You're not going to be able to do that with gravity.
But if you could squeeze our sun to about one mile, that's the event horizon of the sun.
At that point, the sun would collapse into a black hole.
And any object that came within this radius of one mile of the sun would then be crushed forever.
Okay?
Now, our universe probably has an event horizon, because our universe is probably a black hole.
If you want to know what it looks like to be inside the event horizon, look around your room.
Our universe satisfies the black hole equation.
Which simply means, by the way, that you can't escape our universe.
Once you're inside the event horizon, you cannot escape.
Because of the intense gravitational pull of the black hole.
Well, you can't escape our universe either.
Try leaving our universe.
No matter where you jump, you can't escape our universe.
Really?
Which simply means that our universe is probably a hyperbubble.
Our universe is probably a bubble.
We live on the skin of this bubble.
And no matter where we jump, we're always stuck on the surface of this bubble.
So, our universe itself is probably a black hole.
Now, I mention this because there is a theory that if you go through a black hole, or through tremendous concentration of energy, you may wind up before you left.
And there are many solutions of Einstein's equations which allow for time travel.
The simplest one is if the universe itself were to rotate If you had a rotating universe and you walked around the universe in a circle, you would arrive before you left.
Right.
And this, of course, is the classic definition of a time machine.
Now, Einstein knew this.
Einstein knew that in 1949, his neighbor, Kurt Gödel, found this solution which allowed for time travel.
And in Einstein's memoirs, he was very much worried about this.
He didn't like to have time travel in his universe.
And he said in his memoirs that you can rule out this time travel universe because of physical consideration.
In other words, the universe expands.
It doesn't rotate.
If the universe rotated instead of expanded, then time travel would become in place.

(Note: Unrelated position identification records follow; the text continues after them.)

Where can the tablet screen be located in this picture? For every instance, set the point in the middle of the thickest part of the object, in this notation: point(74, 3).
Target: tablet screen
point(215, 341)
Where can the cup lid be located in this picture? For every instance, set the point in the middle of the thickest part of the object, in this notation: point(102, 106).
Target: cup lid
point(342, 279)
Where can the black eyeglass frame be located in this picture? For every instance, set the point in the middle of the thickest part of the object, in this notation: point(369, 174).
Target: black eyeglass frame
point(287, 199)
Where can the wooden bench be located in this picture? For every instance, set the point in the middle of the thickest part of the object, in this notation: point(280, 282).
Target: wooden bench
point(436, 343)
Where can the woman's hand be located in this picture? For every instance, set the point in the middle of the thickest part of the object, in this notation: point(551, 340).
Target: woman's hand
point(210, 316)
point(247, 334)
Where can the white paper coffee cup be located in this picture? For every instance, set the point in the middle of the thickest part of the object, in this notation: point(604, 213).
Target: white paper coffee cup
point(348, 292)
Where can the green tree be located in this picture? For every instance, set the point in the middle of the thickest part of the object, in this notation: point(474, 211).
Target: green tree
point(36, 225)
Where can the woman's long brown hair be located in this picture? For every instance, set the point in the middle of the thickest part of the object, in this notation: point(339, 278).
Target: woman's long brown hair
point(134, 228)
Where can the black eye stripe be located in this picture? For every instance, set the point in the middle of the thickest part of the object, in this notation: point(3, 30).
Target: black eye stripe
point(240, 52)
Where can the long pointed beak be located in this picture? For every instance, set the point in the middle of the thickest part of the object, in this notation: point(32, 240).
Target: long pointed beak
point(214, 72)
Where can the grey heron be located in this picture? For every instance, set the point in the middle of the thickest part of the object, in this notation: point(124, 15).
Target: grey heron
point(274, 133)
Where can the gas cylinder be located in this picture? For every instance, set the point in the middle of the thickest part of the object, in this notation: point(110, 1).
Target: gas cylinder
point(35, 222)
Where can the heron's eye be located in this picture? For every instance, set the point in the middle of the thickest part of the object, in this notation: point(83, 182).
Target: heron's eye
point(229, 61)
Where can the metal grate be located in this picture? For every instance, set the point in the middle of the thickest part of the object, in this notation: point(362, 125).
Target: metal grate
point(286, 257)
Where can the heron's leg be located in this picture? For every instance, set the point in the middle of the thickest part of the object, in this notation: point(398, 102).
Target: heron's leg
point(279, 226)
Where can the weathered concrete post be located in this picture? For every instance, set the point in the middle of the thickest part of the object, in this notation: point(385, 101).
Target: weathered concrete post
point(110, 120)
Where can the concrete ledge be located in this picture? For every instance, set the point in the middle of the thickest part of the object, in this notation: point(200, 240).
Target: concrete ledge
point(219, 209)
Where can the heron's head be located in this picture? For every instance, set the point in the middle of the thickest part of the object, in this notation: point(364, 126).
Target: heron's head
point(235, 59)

I'm still working on the bubble.
You said we are a bubble and that we cannot leave the bubble.
That's right.
We are like ants on the skin of a balloon.
The balloon is expanding.
And in fact, it's accelerating, and the balloon will never re-collapse, which is kind of depressing for some people.
We're going to go to what is called the Big Chill, or the Big Freeze, as this bubble gets bigger and bigger and bigger.
In other words, we become more and more rule here on Earth.
Things are moving farther away from us and farther away from us.
Things are getting colder, and things are getting farther apart as the universe expands.
If you look at the galaxies, they are moving away from us.
And we have what is called the red shift, that is, objects move away from us.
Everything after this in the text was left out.